Sabtu, 3 November 2012:
Pers Conference dengan wartawan dan trekking ke Candi Selokelir
Gathering lintas komunitas atau kemping bersama setelah melihat pameran foto. Kemping akan dilakukan di areal perkemahan Ubaya Training Centre (UTC). Harap membawa perlengakapn dan logistic sendiri.

Minggu, 4 November 2012:
Trekking ke situs candi terdekat.

Tim Penelusuran Situs Purbakala:
1. Hadi Sidomulyo
2. Kusworo Rahadyan
3. Nurul Hidayati (saya)

Jangan lupa datang yaa...! Terbuka untuk umum dan gratis
========================================================
PASCA PAMERAN
Kesan Saya:
           Mempersiapkan ini terasa sangat melelahkan bagi saya dan suami. Memilah foto memang terlihat mudah, tapi kenyataannya tak seperti itu. Kejenuhan adalah musuh utama. Kami bisa duduk berjam-jam di depan komputer, lalu mendesain poster perblok jalur penelusuran candi (ada 4 blok), belum lagi kami harus memilih satu-satu dari ratusan foto yang ada dan mengeditnya. Yaa.. tapi selelah apapun, melakukan hal yang kami sukai terasa lebih menyenangkan. Bukankah begitu? Dan mengetahui kalau pameran kami ini sukses adalah suatu kebanggaan. Bertemu dan berinteraksi dengan berbagai orang juga tak kalah menarik. Dunia serasa lebih luas. Oh iya, banyak juga orang yang bertanya, "Nurul, kamu mahasiswa Ubaya?" Hehe.. Ya, saya memang bukan mahasiswa Ubaya, tapi Unesa. Bagi saya, tempat manapun akan jadi lebih baik selama saya bisa terus bertumbuh.
         Berita acara ini muncul di beberapa media massa (setelah sebelumnya kami ajak trekking ke Candi Selokelir), antara lain: Sindo (bag I), Sindo (bag II), Antara Jatim, Radar Surabaya. Sebenarnya ada yang perlu diluruskan mengenai Candi Selokelir. Selo artinya batu, kelir artinya wayang. Maksudnya ialah saat penemuan candi ini banyak ditemukan batu-batu yang berelief wayang yang menceritakan Cerita Panji (Panji Asmorobangun) pada zaman kerajaan Kediri. Bisa jadi Kediri pramajapahit atau pada masa Majapahit. Jadi ada kemungkinan bahwa candi ini sudah ada sejak zaman kerajaan Kediri dan digunakan sampai zaman akhir Majapahit/ 14-15 M. Sungguh merupakan suatu kenyataan yang mengagumkan.
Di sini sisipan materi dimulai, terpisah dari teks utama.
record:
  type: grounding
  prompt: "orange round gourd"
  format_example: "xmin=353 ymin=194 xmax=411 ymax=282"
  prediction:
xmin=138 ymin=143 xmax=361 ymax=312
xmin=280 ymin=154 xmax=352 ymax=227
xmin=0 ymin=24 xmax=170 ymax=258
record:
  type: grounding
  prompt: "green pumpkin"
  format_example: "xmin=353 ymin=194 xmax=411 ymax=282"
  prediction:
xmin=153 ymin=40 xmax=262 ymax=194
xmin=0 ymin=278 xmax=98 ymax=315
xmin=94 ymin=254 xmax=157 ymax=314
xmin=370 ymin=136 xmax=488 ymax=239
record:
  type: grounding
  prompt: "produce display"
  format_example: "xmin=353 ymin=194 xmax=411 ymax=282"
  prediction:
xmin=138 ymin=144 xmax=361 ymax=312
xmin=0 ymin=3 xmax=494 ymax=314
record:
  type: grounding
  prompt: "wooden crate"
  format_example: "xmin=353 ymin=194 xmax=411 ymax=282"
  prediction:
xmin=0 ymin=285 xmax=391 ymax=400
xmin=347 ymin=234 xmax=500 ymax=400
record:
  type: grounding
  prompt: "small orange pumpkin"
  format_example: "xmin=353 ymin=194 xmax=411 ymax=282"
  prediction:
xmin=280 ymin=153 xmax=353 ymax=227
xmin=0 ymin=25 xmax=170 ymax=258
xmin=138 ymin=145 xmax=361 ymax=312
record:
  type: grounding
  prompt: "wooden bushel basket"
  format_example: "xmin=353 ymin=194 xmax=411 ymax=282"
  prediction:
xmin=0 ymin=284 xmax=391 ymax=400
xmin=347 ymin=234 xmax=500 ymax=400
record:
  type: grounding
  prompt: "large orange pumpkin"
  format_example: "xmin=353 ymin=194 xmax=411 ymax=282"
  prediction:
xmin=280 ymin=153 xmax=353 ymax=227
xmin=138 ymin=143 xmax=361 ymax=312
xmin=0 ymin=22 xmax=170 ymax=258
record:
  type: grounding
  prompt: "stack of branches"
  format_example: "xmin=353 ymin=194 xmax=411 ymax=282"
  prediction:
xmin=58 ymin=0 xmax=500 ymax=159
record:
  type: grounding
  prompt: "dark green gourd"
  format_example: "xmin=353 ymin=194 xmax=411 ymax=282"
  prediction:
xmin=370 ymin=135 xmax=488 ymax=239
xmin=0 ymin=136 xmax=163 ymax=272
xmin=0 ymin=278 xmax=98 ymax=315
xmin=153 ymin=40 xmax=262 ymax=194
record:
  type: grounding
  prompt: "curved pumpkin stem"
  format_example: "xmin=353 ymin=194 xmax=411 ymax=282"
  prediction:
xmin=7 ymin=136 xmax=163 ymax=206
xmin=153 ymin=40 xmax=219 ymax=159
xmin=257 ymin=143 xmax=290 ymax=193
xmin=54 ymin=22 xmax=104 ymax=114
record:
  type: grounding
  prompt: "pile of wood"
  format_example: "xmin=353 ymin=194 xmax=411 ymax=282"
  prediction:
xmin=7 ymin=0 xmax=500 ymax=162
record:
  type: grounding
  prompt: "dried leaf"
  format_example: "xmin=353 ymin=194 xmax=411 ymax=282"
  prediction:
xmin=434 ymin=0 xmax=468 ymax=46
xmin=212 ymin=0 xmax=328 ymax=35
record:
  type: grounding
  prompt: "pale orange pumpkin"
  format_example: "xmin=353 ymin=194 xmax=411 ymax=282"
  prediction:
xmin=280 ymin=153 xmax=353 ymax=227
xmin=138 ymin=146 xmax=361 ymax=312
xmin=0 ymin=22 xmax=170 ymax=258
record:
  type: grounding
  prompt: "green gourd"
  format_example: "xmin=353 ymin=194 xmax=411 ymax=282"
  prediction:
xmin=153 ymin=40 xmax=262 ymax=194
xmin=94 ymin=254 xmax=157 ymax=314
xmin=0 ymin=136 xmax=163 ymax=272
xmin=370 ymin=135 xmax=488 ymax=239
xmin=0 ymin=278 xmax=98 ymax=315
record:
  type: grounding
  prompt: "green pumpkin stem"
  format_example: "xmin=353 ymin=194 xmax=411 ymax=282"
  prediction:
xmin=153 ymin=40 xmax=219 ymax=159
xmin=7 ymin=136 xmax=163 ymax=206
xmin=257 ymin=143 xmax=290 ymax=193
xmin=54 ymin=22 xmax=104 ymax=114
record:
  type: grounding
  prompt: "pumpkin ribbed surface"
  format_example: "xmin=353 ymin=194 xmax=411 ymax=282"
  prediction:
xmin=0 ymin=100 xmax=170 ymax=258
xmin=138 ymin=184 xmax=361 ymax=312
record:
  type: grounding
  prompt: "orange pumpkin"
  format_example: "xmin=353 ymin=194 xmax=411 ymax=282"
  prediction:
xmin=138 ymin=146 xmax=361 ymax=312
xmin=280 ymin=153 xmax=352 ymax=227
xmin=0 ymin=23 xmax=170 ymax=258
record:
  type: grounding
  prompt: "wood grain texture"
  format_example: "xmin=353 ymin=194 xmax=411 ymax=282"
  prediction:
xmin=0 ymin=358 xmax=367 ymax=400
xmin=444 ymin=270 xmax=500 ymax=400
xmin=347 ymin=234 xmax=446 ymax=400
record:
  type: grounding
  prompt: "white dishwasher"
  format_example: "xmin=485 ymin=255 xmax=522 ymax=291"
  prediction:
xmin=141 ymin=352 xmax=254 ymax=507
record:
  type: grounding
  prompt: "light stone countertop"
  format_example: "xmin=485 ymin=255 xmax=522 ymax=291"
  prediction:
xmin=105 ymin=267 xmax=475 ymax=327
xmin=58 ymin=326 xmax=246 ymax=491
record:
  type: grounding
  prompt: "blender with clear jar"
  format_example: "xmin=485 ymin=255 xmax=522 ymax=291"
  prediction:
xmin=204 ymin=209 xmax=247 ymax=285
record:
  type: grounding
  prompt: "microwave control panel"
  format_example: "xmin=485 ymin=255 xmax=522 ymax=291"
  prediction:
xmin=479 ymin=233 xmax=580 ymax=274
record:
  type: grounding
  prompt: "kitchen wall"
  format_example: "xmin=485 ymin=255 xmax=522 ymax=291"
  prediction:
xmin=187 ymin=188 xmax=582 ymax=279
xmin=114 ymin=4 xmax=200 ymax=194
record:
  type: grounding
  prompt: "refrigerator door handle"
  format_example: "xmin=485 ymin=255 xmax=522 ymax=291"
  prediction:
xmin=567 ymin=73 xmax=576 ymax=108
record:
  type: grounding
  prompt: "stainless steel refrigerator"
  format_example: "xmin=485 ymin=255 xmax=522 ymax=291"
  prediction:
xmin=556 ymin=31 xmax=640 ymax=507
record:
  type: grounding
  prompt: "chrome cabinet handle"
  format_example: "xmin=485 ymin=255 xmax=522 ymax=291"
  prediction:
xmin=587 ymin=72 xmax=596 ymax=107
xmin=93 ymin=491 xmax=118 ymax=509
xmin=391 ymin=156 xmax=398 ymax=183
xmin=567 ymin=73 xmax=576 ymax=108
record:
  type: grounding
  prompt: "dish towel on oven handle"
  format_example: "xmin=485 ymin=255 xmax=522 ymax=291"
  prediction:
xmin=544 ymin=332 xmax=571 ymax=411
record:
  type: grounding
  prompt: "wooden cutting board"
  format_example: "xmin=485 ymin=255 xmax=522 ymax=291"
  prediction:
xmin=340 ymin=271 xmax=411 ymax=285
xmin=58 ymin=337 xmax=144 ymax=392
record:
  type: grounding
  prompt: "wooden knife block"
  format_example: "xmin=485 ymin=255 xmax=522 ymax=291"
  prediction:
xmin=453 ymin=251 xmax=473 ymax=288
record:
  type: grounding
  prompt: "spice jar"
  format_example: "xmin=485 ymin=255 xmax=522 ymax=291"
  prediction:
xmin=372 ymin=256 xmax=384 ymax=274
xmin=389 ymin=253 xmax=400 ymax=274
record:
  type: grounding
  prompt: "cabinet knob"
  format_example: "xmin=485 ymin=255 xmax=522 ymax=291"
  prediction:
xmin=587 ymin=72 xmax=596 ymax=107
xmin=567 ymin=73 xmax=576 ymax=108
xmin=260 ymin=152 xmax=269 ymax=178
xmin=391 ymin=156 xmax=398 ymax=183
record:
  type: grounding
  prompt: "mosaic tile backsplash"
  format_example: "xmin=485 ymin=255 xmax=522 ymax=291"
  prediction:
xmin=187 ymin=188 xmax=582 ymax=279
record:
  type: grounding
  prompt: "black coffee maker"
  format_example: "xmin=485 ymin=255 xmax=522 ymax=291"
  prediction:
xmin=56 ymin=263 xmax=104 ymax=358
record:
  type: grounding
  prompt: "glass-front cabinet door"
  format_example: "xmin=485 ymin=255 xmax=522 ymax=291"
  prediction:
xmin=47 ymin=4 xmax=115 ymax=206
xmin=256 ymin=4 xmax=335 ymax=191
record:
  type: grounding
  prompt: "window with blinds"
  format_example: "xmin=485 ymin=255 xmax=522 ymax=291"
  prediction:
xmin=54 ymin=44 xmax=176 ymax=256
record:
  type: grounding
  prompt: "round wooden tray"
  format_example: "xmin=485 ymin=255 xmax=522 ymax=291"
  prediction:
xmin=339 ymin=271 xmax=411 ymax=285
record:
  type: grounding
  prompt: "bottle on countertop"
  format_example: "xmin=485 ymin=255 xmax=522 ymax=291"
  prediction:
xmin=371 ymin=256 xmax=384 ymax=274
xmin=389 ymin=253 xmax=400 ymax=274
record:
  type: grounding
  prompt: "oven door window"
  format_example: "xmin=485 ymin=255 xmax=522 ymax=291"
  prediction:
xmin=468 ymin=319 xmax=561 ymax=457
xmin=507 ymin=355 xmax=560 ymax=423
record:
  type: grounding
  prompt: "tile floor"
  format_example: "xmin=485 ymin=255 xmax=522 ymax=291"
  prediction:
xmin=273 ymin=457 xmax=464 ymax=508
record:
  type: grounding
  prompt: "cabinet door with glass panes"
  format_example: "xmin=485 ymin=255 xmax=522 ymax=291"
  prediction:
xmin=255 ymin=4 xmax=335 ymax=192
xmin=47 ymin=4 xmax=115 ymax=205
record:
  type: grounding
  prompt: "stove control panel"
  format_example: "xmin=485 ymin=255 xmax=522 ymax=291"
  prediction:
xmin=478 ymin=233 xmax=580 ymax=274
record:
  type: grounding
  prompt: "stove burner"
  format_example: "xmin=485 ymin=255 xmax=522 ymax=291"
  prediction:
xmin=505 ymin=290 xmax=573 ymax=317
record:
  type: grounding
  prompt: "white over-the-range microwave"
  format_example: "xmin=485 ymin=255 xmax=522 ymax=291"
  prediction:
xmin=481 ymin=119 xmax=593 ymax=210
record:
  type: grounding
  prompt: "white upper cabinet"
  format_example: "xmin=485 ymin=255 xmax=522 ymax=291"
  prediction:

Berikut ini adalah tulisan dari Akhmad Khuzaini:

Berdasarkan hasil penelitian Para Arkeolog tampaklah pada kita betapa pentingya peninggalan-peninggalan di daerah Penanggungan. Daerah ini sangat disucikan oleh masyarakat di pulau Jawa. Mereka beranggapan bahwa tempat ini merupakan tempat tinggal para dewa dan leluhurnya, yang ternyata banyak menyimpan warisan budaya yang tak ternilai harganya. Oleh karena itu kita semua harus mengakui kebesaran dan kebudayaan bangsa kita yang sudah mencapai taraf yang tinggi pada abad ke 15.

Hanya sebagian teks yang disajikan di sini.